Karakterisasi Edible Coating dari Nanopartikel Pati Biji Durian dengan Minyak Atsiri Lemon untuk Memperpanjang Masa Simpan Buah Stroberi
Characterization of Edible Coating from Durian Seed Starch Nanoparticles with Lemon Essential Oil to Extend the Shelf Life of Strawberries
Abstract
Durian is a tropical fruit widely consumed in Indonesia, which generates waste in the form of peels and seeds. Durian seeds have potential to be utilized as a starch source, which can be processed into a base material for edible coatings. Modification of starch into nanoparticles is known to enhance the effectiveness of edible coatings in delivering bioactive compounds. This study aimed to extend the shelf life of strawberries, which are known to spoil rapidly, through the application of an edible coating formulation based on durian seed starch nanoparticles with the addition of lemon essential oil, applied by dipping for 4 minutes.

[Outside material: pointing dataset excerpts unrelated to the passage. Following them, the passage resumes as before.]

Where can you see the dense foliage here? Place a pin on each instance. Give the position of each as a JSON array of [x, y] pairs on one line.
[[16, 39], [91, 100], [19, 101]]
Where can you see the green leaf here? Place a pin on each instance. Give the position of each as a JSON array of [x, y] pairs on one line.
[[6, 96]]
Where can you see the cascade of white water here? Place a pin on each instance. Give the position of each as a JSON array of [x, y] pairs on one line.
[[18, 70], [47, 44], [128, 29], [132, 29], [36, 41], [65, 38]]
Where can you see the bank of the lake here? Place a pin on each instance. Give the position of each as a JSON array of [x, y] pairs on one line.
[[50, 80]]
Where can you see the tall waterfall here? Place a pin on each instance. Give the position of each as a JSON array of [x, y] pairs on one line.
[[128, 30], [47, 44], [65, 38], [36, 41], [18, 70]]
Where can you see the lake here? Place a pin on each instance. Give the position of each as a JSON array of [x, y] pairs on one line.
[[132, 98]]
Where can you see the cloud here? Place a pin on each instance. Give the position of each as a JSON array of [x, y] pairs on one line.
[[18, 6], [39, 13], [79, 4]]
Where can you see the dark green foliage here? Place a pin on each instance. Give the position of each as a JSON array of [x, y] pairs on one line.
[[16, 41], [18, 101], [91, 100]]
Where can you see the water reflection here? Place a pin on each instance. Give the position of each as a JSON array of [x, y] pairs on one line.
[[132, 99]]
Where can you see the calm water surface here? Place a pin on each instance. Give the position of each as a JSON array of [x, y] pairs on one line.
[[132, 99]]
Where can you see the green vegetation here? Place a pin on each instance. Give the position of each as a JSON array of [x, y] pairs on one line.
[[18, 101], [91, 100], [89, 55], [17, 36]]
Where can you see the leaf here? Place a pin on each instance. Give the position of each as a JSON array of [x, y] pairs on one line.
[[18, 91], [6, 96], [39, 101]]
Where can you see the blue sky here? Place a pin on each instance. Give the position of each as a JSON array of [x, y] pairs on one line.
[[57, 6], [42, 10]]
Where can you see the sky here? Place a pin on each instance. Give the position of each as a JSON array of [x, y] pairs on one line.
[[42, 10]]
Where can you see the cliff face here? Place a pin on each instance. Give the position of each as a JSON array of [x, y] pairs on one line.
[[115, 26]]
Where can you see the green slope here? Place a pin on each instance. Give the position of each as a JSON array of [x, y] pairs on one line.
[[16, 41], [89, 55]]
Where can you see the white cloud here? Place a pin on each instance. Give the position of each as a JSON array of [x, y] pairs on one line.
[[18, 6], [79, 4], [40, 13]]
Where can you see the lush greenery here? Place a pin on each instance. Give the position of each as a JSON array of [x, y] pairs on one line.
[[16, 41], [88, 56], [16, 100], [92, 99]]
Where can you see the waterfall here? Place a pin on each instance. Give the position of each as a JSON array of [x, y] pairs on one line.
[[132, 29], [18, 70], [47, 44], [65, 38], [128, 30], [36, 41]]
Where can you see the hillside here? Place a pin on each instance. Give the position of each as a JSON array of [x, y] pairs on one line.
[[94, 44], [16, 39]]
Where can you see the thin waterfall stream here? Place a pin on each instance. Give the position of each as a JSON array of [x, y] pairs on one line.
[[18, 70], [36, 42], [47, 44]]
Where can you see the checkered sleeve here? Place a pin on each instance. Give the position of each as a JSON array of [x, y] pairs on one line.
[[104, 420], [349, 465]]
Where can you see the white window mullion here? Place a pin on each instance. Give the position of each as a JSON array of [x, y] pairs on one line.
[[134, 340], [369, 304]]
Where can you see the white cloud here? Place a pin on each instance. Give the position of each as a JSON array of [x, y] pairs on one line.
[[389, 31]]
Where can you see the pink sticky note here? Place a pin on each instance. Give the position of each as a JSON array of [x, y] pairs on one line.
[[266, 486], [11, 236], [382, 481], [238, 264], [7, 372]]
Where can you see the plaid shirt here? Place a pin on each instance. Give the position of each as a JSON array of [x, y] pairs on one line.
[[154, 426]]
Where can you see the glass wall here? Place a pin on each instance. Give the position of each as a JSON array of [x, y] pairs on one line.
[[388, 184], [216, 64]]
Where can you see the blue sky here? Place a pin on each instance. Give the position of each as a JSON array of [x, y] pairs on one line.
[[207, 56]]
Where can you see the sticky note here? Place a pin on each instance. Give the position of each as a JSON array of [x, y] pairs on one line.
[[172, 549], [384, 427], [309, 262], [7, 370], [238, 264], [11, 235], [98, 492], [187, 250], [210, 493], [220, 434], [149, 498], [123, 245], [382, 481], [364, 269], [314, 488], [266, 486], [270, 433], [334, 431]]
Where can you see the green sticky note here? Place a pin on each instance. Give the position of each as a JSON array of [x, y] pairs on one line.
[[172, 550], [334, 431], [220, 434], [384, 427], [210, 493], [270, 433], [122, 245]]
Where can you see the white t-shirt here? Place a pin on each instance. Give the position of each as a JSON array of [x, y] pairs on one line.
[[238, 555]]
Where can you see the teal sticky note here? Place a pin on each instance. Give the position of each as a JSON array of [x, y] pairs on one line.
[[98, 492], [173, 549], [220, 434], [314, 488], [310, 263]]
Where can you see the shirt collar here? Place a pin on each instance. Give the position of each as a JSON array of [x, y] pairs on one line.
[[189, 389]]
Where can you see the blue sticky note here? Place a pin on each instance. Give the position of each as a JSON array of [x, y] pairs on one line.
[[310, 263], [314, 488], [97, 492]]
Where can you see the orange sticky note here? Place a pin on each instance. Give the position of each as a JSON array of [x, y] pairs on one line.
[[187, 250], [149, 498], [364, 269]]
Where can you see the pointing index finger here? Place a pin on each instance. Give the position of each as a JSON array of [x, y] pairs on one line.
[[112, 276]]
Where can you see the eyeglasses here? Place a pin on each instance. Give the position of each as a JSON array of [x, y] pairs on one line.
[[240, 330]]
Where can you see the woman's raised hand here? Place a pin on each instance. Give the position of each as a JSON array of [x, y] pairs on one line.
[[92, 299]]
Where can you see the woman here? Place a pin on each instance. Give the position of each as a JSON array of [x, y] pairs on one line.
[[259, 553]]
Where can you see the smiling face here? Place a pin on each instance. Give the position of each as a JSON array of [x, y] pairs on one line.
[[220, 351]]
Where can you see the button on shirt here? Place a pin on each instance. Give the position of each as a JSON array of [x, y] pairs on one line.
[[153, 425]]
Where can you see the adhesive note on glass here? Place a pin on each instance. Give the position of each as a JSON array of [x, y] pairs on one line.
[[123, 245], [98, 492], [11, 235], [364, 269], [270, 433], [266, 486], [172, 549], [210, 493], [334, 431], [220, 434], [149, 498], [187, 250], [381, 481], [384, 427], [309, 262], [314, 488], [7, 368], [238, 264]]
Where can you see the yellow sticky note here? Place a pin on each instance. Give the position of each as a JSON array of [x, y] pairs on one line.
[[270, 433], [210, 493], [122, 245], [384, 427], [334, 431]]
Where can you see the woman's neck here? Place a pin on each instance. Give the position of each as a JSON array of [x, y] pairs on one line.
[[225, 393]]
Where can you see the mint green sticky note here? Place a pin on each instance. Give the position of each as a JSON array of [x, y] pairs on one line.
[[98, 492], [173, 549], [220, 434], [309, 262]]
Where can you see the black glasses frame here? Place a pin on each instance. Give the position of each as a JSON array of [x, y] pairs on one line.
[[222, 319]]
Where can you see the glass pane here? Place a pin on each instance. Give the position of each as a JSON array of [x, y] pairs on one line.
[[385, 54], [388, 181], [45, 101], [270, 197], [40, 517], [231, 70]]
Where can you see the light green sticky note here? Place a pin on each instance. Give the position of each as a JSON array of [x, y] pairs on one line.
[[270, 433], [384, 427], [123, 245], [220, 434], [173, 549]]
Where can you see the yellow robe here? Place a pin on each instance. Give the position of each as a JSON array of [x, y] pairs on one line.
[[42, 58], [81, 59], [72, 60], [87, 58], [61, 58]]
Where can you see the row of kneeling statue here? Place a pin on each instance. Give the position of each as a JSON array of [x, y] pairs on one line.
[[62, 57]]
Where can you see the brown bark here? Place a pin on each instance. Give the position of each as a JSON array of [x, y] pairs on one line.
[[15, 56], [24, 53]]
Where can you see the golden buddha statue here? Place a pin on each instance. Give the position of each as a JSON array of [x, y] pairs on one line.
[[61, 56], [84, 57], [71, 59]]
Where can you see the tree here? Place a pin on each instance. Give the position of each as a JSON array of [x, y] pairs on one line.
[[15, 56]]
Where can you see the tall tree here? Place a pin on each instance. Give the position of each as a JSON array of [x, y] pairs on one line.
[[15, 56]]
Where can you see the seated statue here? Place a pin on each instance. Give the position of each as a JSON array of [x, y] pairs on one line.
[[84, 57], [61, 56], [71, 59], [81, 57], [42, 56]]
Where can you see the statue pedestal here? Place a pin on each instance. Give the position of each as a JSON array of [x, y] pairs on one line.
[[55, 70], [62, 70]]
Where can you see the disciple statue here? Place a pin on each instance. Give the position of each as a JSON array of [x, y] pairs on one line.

The nanoparticles obtained through acid hydrolysis and ball milling had an average hydrodynamic diameter of 183.14 nm. The best edible coating treatment was achieved with the addition of 8% (v/v) lemon essential oil, resulting in an inhibition zone against Aspergillus niger of 10.28 mm and a viscosity of 20.1051 cP. Effectiveness tests on strawberries showed that the 8% treatment also provided good microbial protection with a total plate count of 1.0 × 10² CFU/g and received high organoleptic scores from panelists. However, the 4% (v/v) treatment resulted in the lowest weight loss at 21.25%, and the 2% (v/v) treatment produced the lowest total soluble solids at 7.13 °Brix. These results indicate that edible coatings made from durian seed starch nanoparticles with lemon essential oil have the potential to effectively extend the shelf life of strawberries for up to 15 days under storage at approximately 18°C.